In a speech to the TUC’s annual Climate Change Conference yesterday, Energy Secretary Chris Huhn said that the Government is planning to radically reshape the UK energy system.
Mr. Huhn said that the UK needed new infrastructure to “rival the great 20th century civil engineering projects” in order to meet its renewables targets. The Government needed to create the right conditions to allow investment – and innovation – to bloom. By 2020, £200 billion of new energy investment would be required to replace a creaking energy infrastructure and deliver the new generation needed.
The Government estimates that all 26 million UK homes could benefit from the new Green Deal, with a market worth billions and the creation of up to 250,000 jobs across the country. Some 2.8 million businesses would also able to cut their carbon and save their energy bills. The offshore wind sector alone could employ an extra 70,000 people by the end of the decade, in a market worth £6 billion.
Mr. Huhn commented that over a million people would be employed in low-carbon goods and services by 2015 - a workforce and a budget to rival the NHS. The global trade in low-carbon goods and services would reach £4 trillion by the end of this Parliament. Last year the British share of the market was worth £112 billion.
UK's energy future is electric
Mr. Huhn said it was increasingly clear that for the UK, the future would be electric, with the Government predicting a doubling of demand for electricity by 2050.
In order to secure the UK’s long-term supply of low carbon electricity, the Government is planning to reform the electricity market and create a new market framework for electricity later this year. The work on electricity market reform will look at how the carbon price, emissions performance standard, feed-in tariffs and other levers can deliver a secure, affordable, low-carbon electricity mix. Next month will see the publication of a technical consultation document, prior to the launch of a White Paper and subsequent legislation.

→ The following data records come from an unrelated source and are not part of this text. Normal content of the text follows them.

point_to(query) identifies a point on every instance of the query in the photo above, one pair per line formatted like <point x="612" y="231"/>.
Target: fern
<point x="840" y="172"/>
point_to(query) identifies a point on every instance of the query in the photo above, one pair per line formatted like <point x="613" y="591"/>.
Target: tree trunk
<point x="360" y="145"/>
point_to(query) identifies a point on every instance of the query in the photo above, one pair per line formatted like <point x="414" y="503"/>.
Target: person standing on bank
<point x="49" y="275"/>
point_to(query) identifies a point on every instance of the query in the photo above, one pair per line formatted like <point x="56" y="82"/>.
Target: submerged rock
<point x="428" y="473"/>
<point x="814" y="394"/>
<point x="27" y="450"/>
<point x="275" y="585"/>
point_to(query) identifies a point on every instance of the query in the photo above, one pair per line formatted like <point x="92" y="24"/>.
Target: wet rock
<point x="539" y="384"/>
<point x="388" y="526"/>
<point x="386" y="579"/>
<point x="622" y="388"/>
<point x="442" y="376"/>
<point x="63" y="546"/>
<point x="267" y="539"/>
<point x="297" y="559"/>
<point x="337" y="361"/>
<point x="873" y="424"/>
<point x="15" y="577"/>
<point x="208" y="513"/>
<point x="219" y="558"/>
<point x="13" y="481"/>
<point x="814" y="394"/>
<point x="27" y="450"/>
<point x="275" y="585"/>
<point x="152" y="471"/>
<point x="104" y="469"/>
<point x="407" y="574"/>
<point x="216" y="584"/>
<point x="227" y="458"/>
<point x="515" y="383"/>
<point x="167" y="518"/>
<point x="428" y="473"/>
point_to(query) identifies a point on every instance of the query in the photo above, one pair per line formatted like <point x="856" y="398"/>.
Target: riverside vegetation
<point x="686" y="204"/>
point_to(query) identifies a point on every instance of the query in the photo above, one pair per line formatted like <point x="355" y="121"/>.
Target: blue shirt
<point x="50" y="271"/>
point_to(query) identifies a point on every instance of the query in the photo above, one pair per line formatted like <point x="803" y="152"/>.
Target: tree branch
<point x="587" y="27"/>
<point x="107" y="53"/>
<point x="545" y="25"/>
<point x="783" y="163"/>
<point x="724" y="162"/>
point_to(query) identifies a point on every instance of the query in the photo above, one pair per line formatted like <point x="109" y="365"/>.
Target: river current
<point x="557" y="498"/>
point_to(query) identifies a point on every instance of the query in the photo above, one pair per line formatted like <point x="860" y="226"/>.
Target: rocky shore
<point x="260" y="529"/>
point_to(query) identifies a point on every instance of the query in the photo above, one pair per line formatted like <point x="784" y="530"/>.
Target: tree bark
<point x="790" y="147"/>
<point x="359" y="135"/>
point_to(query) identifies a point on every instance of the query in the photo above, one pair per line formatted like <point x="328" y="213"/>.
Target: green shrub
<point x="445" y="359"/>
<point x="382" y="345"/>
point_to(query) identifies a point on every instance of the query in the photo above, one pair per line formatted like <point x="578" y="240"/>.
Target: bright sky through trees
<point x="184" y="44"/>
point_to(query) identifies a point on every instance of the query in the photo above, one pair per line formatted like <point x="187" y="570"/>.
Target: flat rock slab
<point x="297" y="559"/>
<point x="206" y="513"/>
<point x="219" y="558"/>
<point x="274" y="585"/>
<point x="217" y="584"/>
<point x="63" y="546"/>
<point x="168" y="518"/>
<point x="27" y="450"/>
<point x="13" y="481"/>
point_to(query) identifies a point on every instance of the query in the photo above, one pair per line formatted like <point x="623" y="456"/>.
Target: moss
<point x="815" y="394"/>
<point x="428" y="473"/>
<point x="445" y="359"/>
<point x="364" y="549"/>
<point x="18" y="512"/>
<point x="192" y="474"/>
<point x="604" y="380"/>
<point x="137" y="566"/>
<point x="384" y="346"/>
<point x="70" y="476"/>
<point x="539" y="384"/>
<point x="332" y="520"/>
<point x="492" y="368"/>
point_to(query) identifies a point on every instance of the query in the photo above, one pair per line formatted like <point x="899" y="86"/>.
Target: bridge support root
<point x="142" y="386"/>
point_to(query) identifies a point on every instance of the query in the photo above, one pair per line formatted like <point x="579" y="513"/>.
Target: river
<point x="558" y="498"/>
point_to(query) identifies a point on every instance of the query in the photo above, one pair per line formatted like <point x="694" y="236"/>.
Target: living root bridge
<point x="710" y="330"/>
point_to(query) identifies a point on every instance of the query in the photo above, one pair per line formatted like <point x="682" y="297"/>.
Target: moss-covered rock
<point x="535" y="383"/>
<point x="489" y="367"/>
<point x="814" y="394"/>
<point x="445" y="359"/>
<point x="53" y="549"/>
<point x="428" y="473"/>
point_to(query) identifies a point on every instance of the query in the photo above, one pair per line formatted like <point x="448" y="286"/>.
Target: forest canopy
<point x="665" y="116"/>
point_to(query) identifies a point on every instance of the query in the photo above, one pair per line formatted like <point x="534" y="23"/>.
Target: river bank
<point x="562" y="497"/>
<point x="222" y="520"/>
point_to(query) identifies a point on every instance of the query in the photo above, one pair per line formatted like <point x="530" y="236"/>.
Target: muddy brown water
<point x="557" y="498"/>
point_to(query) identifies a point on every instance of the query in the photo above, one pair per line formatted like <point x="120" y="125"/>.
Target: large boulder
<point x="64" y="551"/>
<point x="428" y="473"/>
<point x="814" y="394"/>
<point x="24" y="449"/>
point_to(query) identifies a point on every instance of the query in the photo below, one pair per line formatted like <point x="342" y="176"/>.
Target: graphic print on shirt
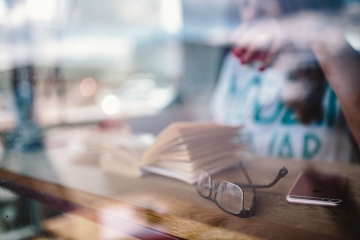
<point x="247" y="97"/>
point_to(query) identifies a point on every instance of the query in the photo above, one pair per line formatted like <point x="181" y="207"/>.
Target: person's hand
<point x="261" y="40"/>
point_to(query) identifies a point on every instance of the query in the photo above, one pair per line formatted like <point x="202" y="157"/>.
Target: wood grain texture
<point x="173" y="207"/>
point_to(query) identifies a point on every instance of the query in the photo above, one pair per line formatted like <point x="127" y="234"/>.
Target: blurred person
<point x="289" y="66"/>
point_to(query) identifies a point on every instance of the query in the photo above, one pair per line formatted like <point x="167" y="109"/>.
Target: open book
<point x="180" y="151"/>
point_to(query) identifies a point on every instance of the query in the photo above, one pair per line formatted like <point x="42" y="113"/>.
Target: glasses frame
<point x="244" y="213"/>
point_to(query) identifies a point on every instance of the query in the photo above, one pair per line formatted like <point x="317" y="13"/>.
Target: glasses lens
<point x="230" y="197"/>
<point x="204" y="184"/>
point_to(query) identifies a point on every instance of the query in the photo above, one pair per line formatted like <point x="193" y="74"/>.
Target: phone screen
<point x="319" y="186"/>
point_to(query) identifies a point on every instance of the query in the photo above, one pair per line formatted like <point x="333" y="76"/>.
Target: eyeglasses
<point x="229" y="196"/>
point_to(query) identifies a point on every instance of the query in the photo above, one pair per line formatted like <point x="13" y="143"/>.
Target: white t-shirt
<point x="247" y="96"/>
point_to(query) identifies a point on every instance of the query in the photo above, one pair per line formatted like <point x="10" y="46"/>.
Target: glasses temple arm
<point x="282" y="173"/>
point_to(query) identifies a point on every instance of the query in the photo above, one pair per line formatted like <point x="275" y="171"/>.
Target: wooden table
<point x="156" y="207"/>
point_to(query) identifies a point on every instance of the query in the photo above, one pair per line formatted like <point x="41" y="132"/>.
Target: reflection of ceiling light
<point x="88" y="87"/>
<point x="110" y="104"/>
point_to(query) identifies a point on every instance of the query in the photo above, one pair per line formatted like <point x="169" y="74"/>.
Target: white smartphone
<point x="316" y="188"/>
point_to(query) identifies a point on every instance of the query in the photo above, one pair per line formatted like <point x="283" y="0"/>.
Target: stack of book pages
<point x="180" y="151"/>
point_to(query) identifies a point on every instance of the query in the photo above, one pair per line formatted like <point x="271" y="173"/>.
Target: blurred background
<point x="136" y="65"/>
<point x="96" y="60"/>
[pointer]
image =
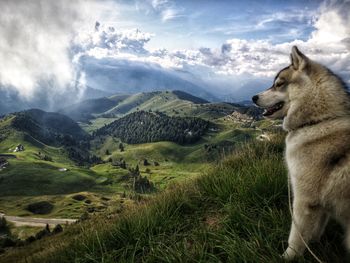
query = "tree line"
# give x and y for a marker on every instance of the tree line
(142, 127)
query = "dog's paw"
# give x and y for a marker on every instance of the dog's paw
(290, 254)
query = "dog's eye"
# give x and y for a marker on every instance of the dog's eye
(279, 84)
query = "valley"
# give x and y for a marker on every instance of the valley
(114, 151)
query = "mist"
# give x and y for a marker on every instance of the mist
(35, 45)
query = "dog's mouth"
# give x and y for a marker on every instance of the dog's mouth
(271, 110)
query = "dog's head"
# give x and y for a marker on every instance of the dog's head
(276, 100)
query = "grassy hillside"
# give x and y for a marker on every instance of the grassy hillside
(141, 127)
(93, 114)
(235, 212)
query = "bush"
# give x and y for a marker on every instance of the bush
(42, 207)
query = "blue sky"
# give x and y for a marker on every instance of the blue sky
(205, 23)
(231, 49)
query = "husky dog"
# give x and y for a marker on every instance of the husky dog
(315, 107)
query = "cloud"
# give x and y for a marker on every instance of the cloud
(166, 9)
(240, 67)
(35, 44)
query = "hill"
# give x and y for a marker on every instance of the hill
(94, 114)
(48, 127)
(143, 127)
(235, 212)
(121, 104)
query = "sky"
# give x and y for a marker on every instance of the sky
(229, 49)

The Government is also currently working on an Energy Intensive Industries Strategy which will look how key energy intensive sectors can reduce emissions, checking the short, medium and long term efforts to cut carbon. The Strategy will factor in improvements to industrial processes as well as alternatives – and take account of the impact on supply chains for UK firms at home and abroad.
However, Mr. Huhn said
“The Government will not be able to fund everything we want to fund. But we must play the long game; encouraging the sectors we know will be part of our energy future.”
Mr. Huhn warned that an energy crunch was coming that in its scale and its impact, could rival the credit crunch. Together with France and Germany, the UK is calling for a more challenging target of a 30% reduction in carbon emissions, not 20%, by 2020.